I have such a trace.  I setup another server with the same application and running on http port rather than https.  I can send you the complete trace.  Rather than post it here, can I e-mail it to you directly?
Comment 12 Alexey Proskuryakov 2010-04-23 15:19:33 PDT
> Rather than post it here, can I e-mail it to you directly?

Yes, please.
Comment 13 Alexey Proskuryakov 2010-05-11 15:47:02 PDT
I do see a problem in Safari with the packet trace I got. We only remember default credentials for a directory when getting credentials from the user, not when getting them from credential storage. I have a fix for this.

This is purely a Safari 4 issue, which couldn't possibly affect any other version of Safari or any other browser. Please file new bugs if you can observe this problem with any other WebKit-based browser, or if a similar will still be present in Safari.
Comment 14 Alexey Proskuryakov 2010-05-11 15:52:12 PDT
Created attachment 55769 [details]
proposed fix
Comment 15 Alexey Proskuryakov 2010-05-11 16:42:58 PDT
Committed <http://trac.webkit.org/changeset/59185>.

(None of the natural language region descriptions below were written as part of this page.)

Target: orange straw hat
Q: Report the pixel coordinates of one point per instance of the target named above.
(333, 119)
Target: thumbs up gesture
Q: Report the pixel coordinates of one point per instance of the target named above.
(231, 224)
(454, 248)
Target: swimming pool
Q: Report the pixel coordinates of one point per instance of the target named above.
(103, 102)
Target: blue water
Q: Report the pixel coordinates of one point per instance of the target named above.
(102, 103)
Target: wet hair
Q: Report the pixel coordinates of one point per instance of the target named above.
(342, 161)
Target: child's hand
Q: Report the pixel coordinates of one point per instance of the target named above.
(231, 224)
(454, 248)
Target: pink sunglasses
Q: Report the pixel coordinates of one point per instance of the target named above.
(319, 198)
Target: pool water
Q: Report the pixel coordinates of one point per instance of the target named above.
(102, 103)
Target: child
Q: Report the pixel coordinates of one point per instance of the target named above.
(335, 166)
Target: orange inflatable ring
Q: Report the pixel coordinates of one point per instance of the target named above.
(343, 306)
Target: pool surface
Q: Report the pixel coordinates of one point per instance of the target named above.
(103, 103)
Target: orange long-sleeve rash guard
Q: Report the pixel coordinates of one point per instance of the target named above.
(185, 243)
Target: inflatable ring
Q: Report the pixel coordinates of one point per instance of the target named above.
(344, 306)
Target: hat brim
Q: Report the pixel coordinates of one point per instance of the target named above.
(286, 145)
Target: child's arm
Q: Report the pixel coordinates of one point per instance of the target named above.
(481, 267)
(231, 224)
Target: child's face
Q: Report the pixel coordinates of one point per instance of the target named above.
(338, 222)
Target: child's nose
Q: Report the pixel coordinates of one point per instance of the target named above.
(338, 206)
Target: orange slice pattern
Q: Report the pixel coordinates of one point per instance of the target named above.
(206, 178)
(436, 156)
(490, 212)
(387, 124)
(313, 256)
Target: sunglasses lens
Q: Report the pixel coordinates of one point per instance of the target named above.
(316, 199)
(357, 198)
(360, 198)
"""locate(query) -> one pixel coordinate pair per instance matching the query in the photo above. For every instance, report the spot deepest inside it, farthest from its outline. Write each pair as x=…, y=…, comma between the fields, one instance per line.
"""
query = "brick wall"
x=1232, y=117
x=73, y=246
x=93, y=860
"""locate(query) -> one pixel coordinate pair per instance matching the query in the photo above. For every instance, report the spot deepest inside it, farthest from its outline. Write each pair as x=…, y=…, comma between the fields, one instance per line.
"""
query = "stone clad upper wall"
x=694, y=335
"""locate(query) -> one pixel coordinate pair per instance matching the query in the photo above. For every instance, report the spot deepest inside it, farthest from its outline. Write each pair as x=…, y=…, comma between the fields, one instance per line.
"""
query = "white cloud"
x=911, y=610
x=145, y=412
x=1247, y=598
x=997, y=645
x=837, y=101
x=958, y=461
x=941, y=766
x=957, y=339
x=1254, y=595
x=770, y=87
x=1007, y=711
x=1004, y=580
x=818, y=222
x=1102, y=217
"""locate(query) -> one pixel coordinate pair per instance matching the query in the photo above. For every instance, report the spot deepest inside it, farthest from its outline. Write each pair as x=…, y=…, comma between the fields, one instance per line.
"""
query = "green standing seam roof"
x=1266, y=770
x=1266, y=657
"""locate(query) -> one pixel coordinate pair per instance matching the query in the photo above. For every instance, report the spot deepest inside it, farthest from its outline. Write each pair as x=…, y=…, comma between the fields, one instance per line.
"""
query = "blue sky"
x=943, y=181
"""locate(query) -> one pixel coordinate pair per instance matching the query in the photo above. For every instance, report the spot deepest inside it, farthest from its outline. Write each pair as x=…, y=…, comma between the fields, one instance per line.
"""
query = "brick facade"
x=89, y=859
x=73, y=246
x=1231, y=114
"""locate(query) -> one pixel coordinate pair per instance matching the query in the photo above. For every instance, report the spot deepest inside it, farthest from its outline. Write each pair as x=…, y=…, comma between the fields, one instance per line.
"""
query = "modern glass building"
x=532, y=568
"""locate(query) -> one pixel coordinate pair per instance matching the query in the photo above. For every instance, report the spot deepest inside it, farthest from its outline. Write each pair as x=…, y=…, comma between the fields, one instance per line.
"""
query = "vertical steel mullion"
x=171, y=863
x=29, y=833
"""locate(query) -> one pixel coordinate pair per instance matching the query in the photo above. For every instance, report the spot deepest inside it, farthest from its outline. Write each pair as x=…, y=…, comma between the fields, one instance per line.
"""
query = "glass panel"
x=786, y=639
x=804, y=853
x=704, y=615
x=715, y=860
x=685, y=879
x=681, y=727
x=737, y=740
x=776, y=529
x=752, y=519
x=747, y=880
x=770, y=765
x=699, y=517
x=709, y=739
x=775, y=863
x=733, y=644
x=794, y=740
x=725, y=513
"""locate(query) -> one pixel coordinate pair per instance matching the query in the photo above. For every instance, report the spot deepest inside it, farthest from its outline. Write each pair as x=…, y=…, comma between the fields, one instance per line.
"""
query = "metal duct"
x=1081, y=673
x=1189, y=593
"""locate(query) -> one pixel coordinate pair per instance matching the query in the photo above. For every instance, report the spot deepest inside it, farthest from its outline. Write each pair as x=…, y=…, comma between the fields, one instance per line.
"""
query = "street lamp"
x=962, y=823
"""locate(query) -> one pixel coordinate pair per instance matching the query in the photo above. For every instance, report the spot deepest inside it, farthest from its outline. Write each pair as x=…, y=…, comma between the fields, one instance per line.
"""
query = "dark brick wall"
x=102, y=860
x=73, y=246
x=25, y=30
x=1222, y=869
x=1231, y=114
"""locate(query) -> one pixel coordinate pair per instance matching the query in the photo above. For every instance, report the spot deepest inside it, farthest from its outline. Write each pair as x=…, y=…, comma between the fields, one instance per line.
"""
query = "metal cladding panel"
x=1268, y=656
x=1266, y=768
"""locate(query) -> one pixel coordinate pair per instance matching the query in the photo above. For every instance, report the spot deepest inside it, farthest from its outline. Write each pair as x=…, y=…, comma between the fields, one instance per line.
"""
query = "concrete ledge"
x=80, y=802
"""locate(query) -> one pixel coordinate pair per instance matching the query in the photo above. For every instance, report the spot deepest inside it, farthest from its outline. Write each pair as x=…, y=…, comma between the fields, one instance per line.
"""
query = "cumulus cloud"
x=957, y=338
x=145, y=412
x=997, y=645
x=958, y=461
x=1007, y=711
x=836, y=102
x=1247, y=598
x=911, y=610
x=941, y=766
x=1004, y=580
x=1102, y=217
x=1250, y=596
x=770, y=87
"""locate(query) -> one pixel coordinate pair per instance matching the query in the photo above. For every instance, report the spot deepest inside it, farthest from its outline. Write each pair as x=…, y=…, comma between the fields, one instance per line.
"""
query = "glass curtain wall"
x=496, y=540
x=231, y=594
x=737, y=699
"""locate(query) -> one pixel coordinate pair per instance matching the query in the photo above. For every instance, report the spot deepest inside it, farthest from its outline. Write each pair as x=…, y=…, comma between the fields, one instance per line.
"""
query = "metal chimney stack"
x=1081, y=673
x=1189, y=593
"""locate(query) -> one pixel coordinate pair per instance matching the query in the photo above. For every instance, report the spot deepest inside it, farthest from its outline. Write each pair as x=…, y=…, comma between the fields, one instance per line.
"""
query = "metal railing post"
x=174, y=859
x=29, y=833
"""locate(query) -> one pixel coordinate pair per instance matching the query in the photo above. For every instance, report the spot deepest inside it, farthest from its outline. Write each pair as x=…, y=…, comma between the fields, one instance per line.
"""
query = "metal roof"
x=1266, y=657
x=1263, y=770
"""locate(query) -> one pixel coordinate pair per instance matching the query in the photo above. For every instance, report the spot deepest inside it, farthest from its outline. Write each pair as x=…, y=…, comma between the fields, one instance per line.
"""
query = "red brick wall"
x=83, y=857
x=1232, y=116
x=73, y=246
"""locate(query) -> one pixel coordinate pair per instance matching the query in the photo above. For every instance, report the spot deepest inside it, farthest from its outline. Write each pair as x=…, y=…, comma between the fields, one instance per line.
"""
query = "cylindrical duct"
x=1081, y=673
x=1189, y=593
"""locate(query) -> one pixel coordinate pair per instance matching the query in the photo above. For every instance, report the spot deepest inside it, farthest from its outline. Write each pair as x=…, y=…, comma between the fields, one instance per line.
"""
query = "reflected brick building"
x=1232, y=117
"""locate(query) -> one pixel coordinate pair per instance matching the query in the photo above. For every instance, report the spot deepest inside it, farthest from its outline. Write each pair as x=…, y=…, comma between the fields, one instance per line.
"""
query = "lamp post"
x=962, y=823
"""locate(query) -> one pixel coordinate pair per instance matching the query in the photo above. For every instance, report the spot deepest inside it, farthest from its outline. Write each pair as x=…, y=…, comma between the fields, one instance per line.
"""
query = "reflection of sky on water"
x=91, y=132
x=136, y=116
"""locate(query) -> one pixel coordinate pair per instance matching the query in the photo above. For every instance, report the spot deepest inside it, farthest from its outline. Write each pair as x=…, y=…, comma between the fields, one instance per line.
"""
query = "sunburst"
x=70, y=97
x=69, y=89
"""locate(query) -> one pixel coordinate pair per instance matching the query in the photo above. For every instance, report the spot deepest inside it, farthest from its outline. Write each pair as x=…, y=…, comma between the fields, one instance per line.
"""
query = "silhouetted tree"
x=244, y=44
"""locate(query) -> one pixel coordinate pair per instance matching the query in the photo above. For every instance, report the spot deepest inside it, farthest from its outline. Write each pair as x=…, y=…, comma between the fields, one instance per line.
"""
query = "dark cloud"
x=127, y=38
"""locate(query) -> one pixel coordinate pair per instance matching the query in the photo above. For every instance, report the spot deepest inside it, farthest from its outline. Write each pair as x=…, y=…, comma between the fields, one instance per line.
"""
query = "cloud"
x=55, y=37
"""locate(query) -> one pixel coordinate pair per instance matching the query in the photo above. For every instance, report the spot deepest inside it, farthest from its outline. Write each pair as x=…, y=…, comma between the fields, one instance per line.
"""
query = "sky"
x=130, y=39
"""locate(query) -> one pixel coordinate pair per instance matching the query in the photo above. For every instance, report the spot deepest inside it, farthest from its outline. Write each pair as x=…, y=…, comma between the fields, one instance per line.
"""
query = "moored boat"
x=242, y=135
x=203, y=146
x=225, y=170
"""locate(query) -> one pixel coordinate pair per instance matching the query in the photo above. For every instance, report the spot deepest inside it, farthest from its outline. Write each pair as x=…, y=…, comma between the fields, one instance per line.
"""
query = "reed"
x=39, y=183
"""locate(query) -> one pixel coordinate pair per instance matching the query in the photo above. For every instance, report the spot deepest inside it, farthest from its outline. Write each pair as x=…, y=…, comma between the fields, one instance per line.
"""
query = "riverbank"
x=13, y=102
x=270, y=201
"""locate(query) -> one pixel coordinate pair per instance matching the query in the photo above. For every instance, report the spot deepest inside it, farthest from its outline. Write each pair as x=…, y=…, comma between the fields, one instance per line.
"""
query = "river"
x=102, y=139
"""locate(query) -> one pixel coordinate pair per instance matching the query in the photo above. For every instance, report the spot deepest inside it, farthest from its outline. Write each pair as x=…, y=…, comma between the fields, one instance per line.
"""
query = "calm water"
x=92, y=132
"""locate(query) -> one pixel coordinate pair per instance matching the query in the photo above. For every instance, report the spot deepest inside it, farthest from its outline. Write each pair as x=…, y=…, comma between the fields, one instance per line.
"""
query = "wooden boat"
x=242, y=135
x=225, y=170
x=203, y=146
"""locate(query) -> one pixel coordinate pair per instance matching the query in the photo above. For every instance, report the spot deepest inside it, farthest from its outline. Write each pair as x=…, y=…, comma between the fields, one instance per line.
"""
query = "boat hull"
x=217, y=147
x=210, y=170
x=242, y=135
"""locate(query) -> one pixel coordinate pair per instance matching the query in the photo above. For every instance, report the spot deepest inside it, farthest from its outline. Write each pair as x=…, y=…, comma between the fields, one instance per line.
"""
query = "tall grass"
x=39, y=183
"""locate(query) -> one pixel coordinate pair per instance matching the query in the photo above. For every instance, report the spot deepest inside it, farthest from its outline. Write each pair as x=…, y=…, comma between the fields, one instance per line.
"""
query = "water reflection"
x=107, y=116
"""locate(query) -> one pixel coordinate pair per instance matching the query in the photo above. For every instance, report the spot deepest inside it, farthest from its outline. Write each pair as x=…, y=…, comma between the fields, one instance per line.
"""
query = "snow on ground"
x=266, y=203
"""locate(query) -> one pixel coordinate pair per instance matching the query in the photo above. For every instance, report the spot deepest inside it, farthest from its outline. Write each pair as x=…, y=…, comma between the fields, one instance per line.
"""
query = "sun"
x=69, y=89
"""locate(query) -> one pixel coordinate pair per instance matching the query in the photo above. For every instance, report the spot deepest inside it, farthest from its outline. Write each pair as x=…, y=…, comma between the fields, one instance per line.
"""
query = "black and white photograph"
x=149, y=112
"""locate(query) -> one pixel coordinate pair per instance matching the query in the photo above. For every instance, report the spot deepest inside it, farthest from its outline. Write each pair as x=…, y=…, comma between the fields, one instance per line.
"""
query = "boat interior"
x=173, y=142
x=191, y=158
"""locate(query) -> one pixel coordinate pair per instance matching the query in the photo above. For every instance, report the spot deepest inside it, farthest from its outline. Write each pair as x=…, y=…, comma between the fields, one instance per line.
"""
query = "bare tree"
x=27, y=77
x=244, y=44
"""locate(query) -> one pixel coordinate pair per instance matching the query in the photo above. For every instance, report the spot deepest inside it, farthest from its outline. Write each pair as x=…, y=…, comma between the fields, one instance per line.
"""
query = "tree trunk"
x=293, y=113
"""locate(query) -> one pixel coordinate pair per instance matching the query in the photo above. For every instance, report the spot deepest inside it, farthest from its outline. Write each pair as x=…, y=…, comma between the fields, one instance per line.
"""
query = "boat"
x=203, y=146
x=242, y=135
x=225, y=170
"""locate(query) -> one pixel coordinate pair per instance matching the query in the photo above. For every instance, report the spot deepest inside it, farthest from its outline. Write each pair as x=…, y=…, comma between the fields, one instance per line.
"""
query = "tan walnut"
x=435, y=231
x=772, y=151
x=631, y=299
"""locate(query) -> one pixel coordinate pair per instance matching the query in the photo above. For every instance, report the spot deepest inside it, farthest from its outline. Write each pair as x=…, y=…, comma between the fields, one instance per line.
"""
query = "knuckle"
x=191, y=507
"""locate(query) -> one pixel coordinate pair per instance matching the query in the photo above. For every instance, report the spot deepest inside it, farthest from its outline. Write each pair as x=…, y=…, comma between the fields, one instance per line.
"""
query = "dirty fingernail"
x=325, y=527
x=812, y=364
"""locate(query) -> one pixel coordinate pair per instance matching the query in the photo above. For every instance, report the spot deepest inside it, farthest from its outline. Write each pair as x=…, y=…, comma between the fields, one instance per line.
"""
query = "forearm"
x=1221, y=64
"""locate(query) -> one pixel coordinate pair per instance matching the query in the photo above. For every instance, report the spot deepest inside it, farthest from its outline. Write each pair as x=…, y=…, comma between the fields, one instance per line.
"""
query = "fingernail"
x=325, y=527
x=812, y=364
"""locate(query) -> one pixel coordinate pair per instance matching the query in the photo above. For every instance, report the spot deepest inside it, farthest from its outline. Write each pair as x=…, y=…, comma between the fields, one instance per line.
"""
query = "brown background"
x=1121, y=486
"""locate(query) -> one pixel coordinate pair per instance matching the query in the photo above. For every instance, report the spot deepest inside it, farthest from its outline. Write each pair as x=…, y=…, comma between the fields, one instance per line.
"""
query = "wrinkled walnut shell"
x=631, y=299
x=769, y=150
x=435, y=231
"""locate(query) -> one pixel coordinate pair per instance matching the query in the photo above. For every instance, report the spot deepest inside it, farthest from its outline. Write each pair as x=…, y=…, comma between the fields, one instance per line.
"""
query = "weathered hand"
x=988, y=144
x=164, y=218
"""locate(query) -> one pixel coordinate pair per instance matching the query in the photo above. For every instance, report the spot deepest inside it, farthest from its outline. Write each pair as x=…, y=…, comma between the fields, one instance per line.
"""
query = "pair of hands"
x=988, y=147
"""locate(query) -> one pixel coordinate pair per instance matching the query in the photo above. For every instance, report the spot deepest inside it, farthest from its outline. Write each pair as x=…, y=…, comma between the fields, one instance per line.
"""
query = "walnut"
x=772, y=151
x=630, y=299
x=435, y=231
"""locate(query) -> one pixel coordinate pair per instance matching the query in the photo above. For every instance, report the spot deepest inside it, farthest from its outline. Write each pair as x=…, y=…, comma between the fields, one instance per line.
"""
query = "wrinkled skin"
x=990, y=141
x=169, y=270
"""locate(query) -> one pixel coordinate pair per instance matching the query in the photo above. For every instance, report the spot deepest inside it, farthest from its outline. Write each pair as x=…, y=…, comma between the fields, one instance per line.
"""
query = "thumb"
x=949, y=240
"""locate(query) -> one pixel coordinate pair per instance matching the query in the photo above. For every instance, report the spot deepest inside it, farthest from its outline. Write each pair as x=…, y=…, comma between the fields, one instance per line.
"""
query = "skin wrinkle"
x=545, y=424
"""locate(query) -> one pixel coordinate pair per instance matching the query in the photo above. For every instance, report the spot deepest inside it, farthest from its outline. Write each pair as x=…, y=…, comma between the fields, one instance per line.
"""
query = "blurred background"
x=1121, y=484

Please feel free to verify this fix with the next nightly build from <http://nightly.webkit.org>.
Comment 16 WebKit Review Bot 2010-05-11 17:12:25 PDT
http://trac.webkit.org/changeset/59185 might have broken GTK Linux 32-bit Release
The following changes are on the blame list:
http://trac.webkit.org/changeset/59184
http://trac.webkit.org/changeset/59185
Comment 17 Alexey Proskuryakov 2010-05-11 17:27:49 PDT
Skipped the test on Gtk, filed bug 38956.
Comment 18 Alexey Proskuryakov 2010-05-11 19:41:38 PDT
<rdar://problem/7972450>
Comment 19 Eric Seidel (no email) 2010-05-11 20:17:23 PDT
Appears to need an expectations update on Qt:
http://build.webkit.org/results/Qt%20Linux%20Release/r59198%20(11612)/http/tests/xmlhttprequest/null-auth-diffs.txt
Comment 20 Alexey Proskuryakov 2010-05-11 20:20:47 PDT
> Appears to need an expectations update on Qt:

That's not a good change, and I don't understand it. But there were no code changes that could possibly affect Qt, so it might be some kind of fallback from a newly added test.
Comment 21 Eric Seidel (no email) 2010-05-11 20:28:16 PDT
I should note that http://trac.webkit.org/changeset/59184 is also on the blame list for the Qt test change, however that commit looks unrelated to this failure.
Comment 22 Eric Seidel (no email) 2010-05-12 01:00:01 PDT
The regression to Qt is still in:
http://build.webkit.org/results/Qt%20Linux%20Release/r59212%20(11625)/http/tests/xmlhttprequest/null-auth-pretty-diff.html

Should we skip this test for now?  Update the results?

Ap said over IRC that these new results were bad, but he didn't know why they were happening.

Either way we need to get back to a green state, ideally by fixing whatever regression this may be. :)
Comment 23 Alexey Proskuryakov 2010-05-12 08:28:29 PDT
Qt issues are being investigated in bug 32961.